Audio prefix. A short spoken cue is prepended to the user’s audio, and then removed downstream downstream. This acts at both the acoustic and language-model layers, where the encoder hears the task framing and conditions everything that follows. This acts on the language-model layer. Example prefix: “Transcribe a song name and artist name:”.

Provider support and cost

In practice, almost no model supports both keyword and prompting.

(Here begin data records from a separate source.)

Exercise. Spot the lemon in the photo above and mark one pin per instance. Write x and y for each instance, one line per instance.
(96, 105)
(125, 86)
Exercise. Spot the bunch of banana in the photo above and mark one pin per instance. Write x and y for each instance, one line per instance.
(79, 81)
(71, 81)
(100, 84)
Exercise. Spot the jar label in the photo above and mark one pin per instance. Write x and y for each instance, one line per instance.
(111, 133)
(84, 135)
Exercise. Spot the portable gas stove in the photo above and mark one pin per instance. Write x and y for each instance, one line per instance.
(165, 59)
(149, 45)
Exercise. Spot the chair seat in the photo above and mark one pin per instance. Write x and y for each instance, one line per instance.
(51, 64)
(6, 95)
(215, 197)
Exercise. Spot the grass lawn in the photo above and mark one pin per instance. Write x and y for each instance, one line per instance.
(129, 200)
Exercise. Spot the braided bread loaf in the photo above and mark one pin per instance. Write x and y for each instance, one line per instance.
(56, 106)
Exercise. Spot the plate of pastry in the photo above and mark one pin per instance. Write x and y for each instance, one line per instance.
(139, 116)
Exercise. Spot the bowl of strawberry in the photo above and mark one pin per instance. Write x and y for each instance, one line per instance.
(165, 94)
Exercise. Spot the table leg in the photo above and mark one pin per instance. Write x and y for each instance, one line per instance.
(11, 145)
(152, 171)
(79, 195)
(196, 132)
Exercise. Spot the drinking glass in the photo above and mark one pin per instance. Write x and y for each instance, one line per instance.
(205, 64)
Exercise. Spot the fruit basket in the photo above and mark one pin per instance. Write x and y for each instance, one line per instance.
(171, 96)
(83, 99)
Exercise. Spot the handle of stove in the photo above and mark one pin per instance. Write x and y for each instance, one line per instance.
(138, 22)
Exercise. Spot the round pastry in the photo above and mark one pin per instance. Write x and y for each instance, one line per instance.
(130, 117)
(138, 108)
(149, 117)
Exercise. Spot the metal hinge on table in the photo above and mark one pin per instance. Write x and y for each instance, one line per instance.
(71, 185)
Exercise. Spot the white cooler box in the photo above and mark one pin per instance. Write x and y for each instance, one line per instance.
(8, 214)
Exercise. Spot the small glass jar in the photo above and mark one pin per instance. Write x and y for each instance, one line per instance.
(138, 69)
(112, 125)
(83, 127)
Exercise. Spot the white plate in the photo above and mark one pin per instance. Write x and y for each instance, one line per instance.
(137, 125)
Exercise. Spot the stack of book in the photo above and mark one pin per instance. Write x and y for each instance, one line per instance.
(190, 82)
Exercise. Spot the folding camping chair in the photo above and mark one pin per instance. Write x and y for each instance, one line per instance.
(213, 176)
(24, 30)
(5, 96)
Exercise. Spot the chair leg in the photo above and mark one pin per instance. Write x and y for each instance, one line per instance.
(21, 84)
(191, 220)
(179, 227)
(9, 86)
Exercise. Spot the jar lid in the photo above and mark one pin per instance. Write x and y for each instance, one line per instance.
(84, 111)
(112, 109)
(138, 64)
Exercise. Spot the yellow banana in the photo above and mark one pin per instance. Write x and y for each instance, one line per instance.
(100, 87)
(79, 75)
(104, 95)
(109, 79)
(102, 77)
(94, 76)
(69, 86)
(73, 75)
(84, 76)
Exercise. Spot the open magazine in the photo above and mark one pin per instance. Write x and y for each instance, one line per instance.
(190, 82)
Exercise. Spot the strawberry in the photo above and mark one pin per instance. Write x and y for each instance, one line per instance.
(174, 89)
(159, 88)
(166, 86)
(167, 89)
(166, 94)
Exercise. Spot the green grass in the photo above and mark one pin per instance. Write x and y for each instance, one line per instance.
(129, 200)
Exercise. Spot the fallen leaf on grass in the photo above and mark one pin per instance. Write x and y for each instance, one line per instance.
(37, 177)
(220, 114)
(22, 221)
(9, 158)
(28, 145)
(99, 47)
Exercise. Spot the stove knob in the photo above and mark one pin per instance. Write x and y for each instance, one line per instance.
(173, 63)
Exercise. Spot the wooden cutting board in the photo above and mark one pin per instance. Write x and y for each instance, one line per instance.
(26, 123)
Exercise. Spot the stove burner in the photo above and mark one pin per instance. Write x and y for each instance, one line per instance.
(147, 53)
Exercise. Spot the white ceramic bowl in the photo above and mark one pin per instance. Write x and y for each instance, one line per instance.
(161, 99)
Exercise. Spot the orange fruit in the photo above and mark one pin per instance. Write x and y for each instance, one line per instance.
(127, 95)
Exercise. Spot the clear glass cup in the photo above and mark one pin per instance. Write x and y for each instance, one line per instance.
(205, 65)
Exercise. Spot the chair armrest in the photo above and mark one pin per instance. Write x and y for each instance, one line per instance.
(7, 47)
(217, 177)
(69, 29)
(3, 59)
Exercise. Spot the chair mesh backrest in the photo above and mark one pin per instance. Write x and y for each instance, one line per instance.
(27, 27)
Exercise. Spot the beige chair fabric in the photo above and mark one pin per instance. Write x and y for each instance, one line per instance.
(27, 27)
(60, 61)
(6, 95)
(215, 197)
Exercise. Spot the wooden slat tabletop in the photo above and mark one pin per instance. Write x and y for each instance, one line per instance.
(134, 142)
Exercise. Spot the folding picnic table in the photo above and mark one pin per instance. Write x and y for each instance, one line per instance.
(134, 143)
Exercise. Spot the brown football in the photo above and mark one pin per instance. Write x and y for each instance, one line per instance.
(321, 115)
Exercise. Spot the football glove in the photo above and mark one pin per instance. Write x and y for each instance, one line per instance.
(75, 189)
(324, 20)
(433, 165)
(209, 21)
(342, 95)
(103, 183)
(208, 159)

Across 22 STT models we evaluated:

12 support keyword / phrase biasing
7 support text prompting
3 support neither

Interestingly, the three models with neither features were among the most recently released (2025–2026). While this is a small sample, it suggests that biasing and prompting may be treated as secondary features by providers, added after the core model is shipped rather than designed in from the start.

In contrast, audio prefixing works with any audio model, since it operates directly on the input. One tradeoff is cost—adding audio context increases latency and compute linearly with the duration of the prefix.

Where audio prefixing has an engineering edge: variable context

Keyword lists and text prompts work best when the vocabulary is stable (e.g. kiosk ordering or form filling). In our voice-driven trivia games at Weekend, the target distribution changes every game round, so keyword lists must be rebuilt per turn and may still miss long-tail plausible answers. Audio prefixing, by contrast, can be a singular short audio clip that is easy to swap in, eval, and ship across all rounds.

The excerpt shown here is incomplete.